# Life Partner Permit change of conditions delays DHA



## ThekingZA (Jul 8, 2014)

Good Day

I am currently on a life partner permit with work endorsement i have been dating my south african gf for 5 years and lived together for 4 years. however in december last year i received a job offer and applied for a change of condition on my permit to change from my current employee to the new one its been 5 months since my application and i am still waiting i have been in and out of home affairs i have phones there call centre and they say its pending and been processed i have been told that i have another month till the job offer is taken off the table can anyone advise me as to what i can do?


----------



## ALL101 (Mar 7, 2014)

Sorry to hear about your predicament. I'm in a similar position myself. I applied for a life partner visa in December at the barrack street home affairs office in Cape Town and I'm still waiting. I know someone who applied for the same visa and at the same home affairs office in March this year and they've got their visa already so unfortunately home affairs don't seem to deal with similar applications in any kind of order!
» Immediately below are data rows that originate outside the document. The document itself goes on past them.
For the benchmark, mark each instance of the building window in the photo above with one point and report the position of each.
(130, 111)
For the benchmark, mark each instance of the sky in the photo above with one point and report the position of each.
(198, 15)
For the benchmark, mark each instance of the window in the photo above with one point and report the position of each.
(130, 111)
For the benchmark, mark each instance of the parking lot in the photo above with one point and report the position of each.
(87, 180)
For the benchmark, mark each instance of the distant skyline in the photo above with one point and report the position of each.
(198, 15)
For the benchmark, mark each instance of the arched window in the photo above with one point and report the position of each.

I have seen discussions on this forum about applying for a court order if home affairs are taking too long but people have said that it can take 3 months to get a court order and it can be expensive. 

Could your prospective employer perhaps help you with getting a new visa? I.e. by paying for a lawyer to apply for a court order? If not, perhaps speak to an immigration lawyer yourself to see what your options are?


----------



## Spiggles (Mar 19, 2014)

Hi ThekingZA and ALL101 ,

You can contact immigration lawyers, and ask what it takes to apply for a court order.
Sometime 'Agents' charges you more than the lawyers.
I don't know about time line to get a court order in by lawyers,but once court order are in, apparently it will be within 30days to get your outcome(TRV). Worth trying.


----------



## kjetto (Jul 15, 2014)

I applied for my spousal visa in january 2014 at cape town office and I am still waiting. Every time I call customer care they say call after two weeks. 
Now I am stuck at home in cape town doing nothing I can't even look for a job.


----------